Although black holes generally consume material in space and everything that comes close to it, there are instances when material is also ejected out of the black hole. Recently, NASA was able to capture one particular black hole spewing hot material back into space.
Express reports that footage from the agency’s Chandra X-ray Observatory showed a black hole along with its companion star, formally referred to as MAXI J1820+70, ejecting hot material back into space at the speed of light. This particular black hole is referred to as a stellar-mass black hole, which means it was formed when a very large star was destroyed. This is different from the usual supermassive black holes that are billions of times the mass of the Sun.
The companion star next to this black hole has a mass of half the Sun, while the black hole itself has a mass of eight times than that of the Sun. These celestial objects are found 10,000 light-years from Earth.
The footage of this activity follows previous observations made by the observatory back in 2018 and in 2019. Specifically, the first was in November of 2018, with the succeeding observations coming in February, May, and June the following year.

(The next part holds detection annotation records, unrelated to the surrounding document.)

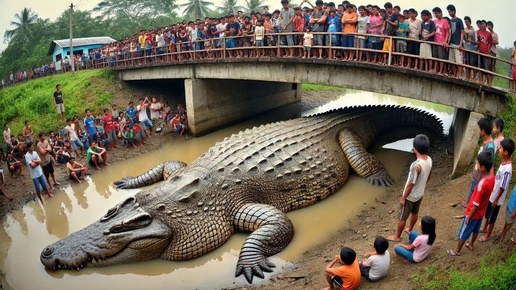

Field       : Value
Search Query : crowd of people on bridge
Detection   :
[85,0,516,86]
[0,85,188,205]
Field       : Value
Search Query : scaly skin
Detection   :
[41,106,442,283]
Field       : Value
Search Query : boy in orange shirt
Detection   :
[324,247,362,290]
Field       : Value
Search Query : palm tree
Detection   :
[218,0,244,15]
[179,0,213,19]
[244,0,265,12]
[4,8,38,42]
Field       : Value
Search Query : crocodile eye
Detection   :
[109,225,124,233]
[100,207,118,222]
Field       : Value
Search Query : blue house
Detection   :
[48,36,116,70]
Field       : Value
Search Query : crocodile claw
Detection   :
[235,257,276,284]
[367,170,394,187]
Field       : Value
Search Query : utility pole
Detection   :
[69,3,75,75]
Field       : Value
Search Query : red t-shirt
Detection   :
[477,30,493,54]
[465,174,495,220]
[102,114,115,132]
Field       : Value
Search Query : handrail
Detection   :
[4,32,514,90]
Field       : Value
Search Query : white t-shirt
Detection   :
[136,105,149,122]
[489,162,512,205]
[65,124,79,142]
[364,251,391,281]
[412,235,432,263]
[403,156,432,202]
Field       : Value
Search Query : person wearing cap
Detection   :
[280,0,295,57]
[310,0,328,59]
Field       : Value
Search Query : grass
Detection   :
[0,70,116,136]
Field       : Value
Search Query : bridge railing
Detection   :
[97,32,513,90]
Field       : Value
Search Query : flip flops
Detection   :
[446,250,460,257]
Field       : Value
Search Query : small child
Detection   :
[359,236,391,282]
[478,138,514,242]
[447,151,495,256]
[394,216,437,263]
[325,247,362,290]
[493,118,503,152]
[303,26,314,58]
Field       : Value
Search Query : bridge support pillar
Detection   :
[451,109,484,178]
[185,79,301,136]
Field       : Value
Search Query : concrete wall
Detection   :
[452,109,484,178]
[185,79,301,136]
[117,58,507,116]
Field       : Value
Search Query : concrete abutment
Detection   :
[184,79,302,136]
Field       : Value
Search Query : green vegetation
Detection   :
[0,70,116,135]
[414,245,516,290]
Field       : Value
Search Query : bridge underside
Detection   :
[117,59,507,177]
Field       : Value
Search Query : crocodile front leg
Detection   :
[114,160,186,189]
[339,130,394,186]
[233,203,294,283]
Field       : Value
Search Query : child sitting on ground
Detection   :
[325,247,362,290]
[478,138,514,242]
[394,216,437,263]
[447,151,495,256]
[359,236,391,282]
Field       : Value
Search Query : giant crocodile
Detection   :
[40,106,442,283]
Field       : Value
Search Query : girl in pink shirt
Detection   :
[394,216,436,263]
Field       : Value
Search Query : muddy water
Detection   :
[0,92,451,289]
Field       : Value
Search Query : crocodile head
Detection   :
[40,197,172,270]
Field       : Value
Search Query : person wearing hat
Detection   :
[310,0,328,59]
[280,0,295,57]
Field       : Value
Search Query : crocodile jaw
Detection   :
[40,197,172,270]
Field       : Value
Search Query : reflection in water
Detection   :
[0,93,451,289]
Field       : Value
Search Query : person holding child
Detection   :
[447,151,495,256]
[387,134,432,242]
[359,236,391,282]
[324,247,362,290]
[394,216,437,263]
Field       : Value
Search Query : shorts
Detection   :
[458,217,482,241]
[432,44,448,60]
[464,52,478,67]
[448,47,462,64]
[419,43,432,58]
[355,37,365,48]
[396,40,407,53]
[56,103,64,114]
[400,198,423,221]
[41,162,54,178]
[314,34,324,46]
[68,171,82,180]
[71,139,84,151]
[280,34,294,46]
[106,130,118,143]
[505,207,516,225]
[341,35,355,47]
[407,41,419,55]
[484,202,502,225]
[32,175,48,193]
[479,55,493,71]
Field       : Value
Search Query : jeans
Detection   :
[394,231,419,263]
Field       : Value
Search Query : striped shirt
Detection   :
[489,162,512,205]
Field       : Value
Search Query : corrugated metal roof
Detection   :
[48,36,116,55]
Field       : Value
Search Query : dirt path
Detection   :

Previously, astronomers were able to find an exoplanet close to the heart of the Milky Way galaxy that shares the same characteristics as the Earth. This is a rare find as there are only a handful of exoplanets that have the same size and orbit as that of the planet. According to the study’s lead author, Dr. Antonio Herrera Martin of the University of Canterbury, such finding is very rare, most especially because it only took a five-hour distortion to be able to detect this exoplanet.
This exoplanet’s host star is said to have 10 percent the mass of the Sun, while the exoplanet itself has a mass between Earth and Neptune. From its parent star, the exoplanet is predicted to have an orbit between Venus and Earth.
As to how they managed to detect the exoplanet, Dr. Herrera Martin explained that they used a technique referred to as gravitational microlensing. They made use of the telescopes in space observatories from other parts of the world to “measure the light-bending effect.”